La abuela había muerto, ya no estaría más. La patriarca del hogar se despedida después de veinte meses de agonía alternados de una camilla de hospital e hijas que hacían como enfermeras domiciliarias. Entre un ir y venir de rezos, amuletos, jarabes de cicuta, el transporte público, la lentitud de los días, lágrimas de esperanza, las golosinas escondidas, abrazos de los nietos. Su cuerpo cayó adormecido en el gélido de la muerte por un cáncer que calcinaban las células de sus riñones. Mamá lloraba, yo no lo entendía hasta que sus ojos me causaban repugnancia.El tío fornido con brazos de hierro, vulnerable, caminaba en pequeños círculos alrededor del ataúd como queriendo intercambiar de profesión; el sería el muerto y abuela con dientes de leche tendría otro pequeño suspiro para vivir, pero yo no lo entendía. Mis tías que vestían de fino algodón negro, no sé si por la difunta o por la soledad de no tener un hombre que reviviera sus cuerpos flácidos y gordos traían ramilletes enormes de flores de todo los tipos y colores. Una de ellas me puso la palma de la mano en mi cabello y frotándolo me hablaba entre el llanto y moquidos que más bien causaban miedo – Hijo, lástima que no la recuerdes como nosotros, ella te quería mucho – me dijo, pero yo no lo entendía.

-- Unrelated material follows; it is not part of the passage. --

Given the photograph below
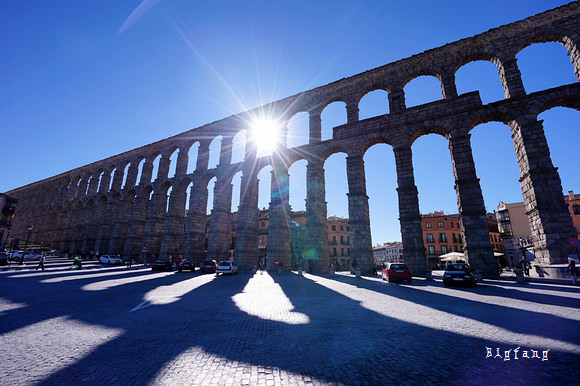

Por dos metros de ancho de una puerta de cuatro metros de altos vi aparecer tantos adultos y niños que se haría pequeño la ampliación de las familias chinas bajo el mandato de Mao Zedong. Todos nuevos: primos, abuelos, nietos, hermanos, cuñados, amigos cercanos, papa, mama, tías, todos ellos ya no tan tristes. Más bien a la llegada del apetito sonrisas hambrientas devoran las buenas historias de tantos años atrás compartidas. Todos juntos con sus problemas pero más alegres porque después de que el tiempo hubiera pasado se reunían una única vez para llorar a la anciana. Un nuevo pariente nacido de la nada se regocijaba proponiendo quien sería el siguiente, yo jugaba y corría con otros pequeños perdiéndonos en la selva frondosa de pantalones y faldas que con rostros y ademanes de rechazo nos miraban.
Una limosina de latas ajadas llego y el cajón fue subido. El auto a la cabeza de la procesión y el resto de dolientes a la cola hasta llegar a la iglesia del pueblo. La eucaristía siguió y bajo el crisol de un sol insoportable marchamos al cementerio en donde el polvo se convertiría en polvo. La lenta y rápida máquina de la pala realizaba su trabajo, una última vez el rostro pálido bajo el cristal hacia caer llantos quebradizos y el polen perdía su olor entre la tierra. Regresar a casa es lo único que queda con el compromiso de mañana ser un mejor hombre y ahora que lo recuerdo y lo entiendo, esa fue la última vez que estuvo toda la familia junta aunque fuera para llorar,y parecían alegres.